Сын все так же серьезно и солидно сказал:
— Посмотрю еще.
— Как?! — перебил он сына, побелев. — Чего смотреть, в институт — и конец!
Борис отошел в угол, не обертываясь, упрямо повторил:
— Посмотрю еще.
И неожиданно обернулся, заговорил досадливо и упрямо:
— А если не понравится? Если не мое это дело, тогда что? Пойду в цех, поработаю, а там решу, как дальше.
Буров тогда огорчился, а немного погодя испытывал довольство, что сын, еще мальчишка почти, а так умно рассуждает, серьезно на жизнь смотрит.
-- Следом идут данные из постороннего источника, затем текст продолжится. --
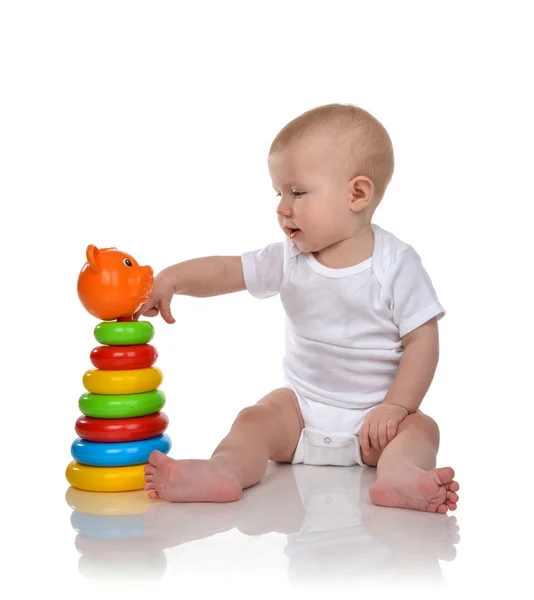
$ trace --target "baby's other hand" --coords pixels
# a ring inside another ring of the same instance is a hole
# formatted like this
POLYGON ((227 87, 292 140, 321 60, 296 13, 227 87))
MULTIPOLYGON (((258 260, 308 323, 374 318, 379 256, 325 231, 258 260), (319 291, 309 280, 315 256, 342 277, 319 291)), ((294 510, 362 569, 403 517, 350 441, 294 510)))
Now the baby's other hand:
POLYGON ((161 276, 161 274, 158 275, 154 279, 152 294, 134 313, 134 320, 137 321, 141 315, 156 317, 158 314, 161 314, 161 318, 166 323, 176 323, 176 319, 171 313, 171 300, 173 296, 174 287, 172 283, 164 276, 161 276))
POLYGON ((397 404, 379 404, 367 413, 359 438, 364 454, 372 448, 379 452, 397 435, 399 424, 408 416, 408 409, 397 404))

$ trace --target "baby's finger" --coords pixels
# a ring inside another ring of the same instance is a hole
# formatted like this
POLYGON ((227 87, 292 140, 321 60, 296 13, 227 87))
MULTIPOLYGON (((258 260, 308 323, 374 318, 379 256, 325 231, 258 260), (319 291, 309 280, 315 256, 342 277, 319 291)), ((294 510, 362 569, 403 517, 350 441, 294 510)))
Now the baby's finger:
POLYGON ((150 300, 148 300, 148 302, 144 302, 143 304, 141 304, 141 306, 134 312, 134 315, 133 315, 134 321, 137 321, 140 316, 144 315, 153 306, 154 306, 154 303, 151 302, 150 300))
POLYGON ((388 445, 387 424, 380 423, 378 425, 378 441, 380 450, 383 450, 388 445))
POLYGON ((399 424, 396 421, 388 421, 388 425, 387 425, 388 444, 397 435, 398 426, 399 426, 399 424))
POLYGON ((360 438, 360 445, 364 454, 369 454, 370 452, 368 430, 369 427, 367 425, 367 421, 365 421, 360 428, 360 433, 358 434, 358 437, 360 438))
POLYGON ((159 305, 159 312, 161 314, 162 319, 171 325, 172 323, 176 323, 176 319, 172 316, 171 313, 171 305, 169 302, 161 302, 159 305))
POLYGON ((138 321, 139 317, 144 314, 143 307, 138 308, 133 314, 133 320, 138 321))
POLYGON ((380 450, 380 442, 378 439, 378 423, 373 423, 369 428, 369 439, 371 440, 371 446, 375 450, 380 450))

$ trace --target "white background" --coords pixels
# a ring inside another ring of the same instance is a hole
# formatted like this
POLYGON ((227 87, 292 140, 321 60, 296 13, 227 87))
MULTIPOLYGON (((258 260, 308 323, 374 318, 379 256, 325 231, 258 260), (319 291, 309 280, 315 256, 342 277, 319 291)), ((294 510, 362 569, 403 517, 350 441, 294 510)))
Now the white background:
MULTIPOLYGON (((375 222, 417 249, 448 311, 422 406, 441 428, 438 464, 461 484, 462 542, 445 578, 456 592, 526 576, 527 4, 2 4, 1 537, 15 581, 81 581, 64 469, 96 345, 76 294, 87 245, 158 272, 281 239, 269 145, 331 102, 362 106, 388 129, 396 172, 375 222)), ((278 299, 246 292, 176 297, 172 309, 176 324, 153 321, 171 455, 207 458, 236 413, 277 385, 283 314, 278 299)), ((273 573, 279 554, 273 546, 273 573)))

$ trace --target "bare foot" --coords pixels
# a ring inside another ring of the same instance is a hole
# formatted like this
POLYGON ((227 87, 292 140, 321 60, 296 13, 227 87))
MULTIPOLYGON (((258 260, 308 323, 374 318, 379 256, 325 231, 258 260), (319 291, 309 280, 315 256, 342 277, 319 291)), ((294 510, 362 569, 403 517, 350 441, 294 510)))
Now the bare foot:
POLYGON ((458 502, 460 486, 453 477, 451 467, 432 471, 409 467, 383 473, 369 490, 369 498, 379 506, 446 513, 456 510, 458 502))
POLYGON ((154 450, 145 467, 145 490, 151 500, 170 502, 235 502, 241 484, 211 460, 174 460, 154 450))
Но потом снова затревожился, услыхав однажды, как соседский парень, после школы работающий резчиком металла на прокате, рассуждал:
— Мне обязательно надо два года поработать.
Когда Буров изумленно поинтересовался, почему он так решил, парень тоже изумился:
— Не знаете? Так легче в институт поступить.
И обеспокоился Кузьма Алексеевич, думая: что, если и Борис хитрит, ищет дорожку полегче и с черного хода норовит в жизнь войти?
…И вот он строго и вопрошающе глядит в глаза сыну, глядит долго и пристально.
— Как жить-то будете? Говорили об этом?
— Говорили, отец. Как все люди живут. Чтоб не числиться рабочим… а по-настоящему…
— Вот-вот, чтоб не числиться рабочим, — одобрительно сказал Кузьма Алексеевич.
— Ты не смотри, отец, что она хрупкая, маленькая. Сколько силы в ней! Не захотела жить у себя, приехала сюда, к нам на комбинат. Трудно ей без родителей, а духом не падает. Город наш любит, завод и людей любит…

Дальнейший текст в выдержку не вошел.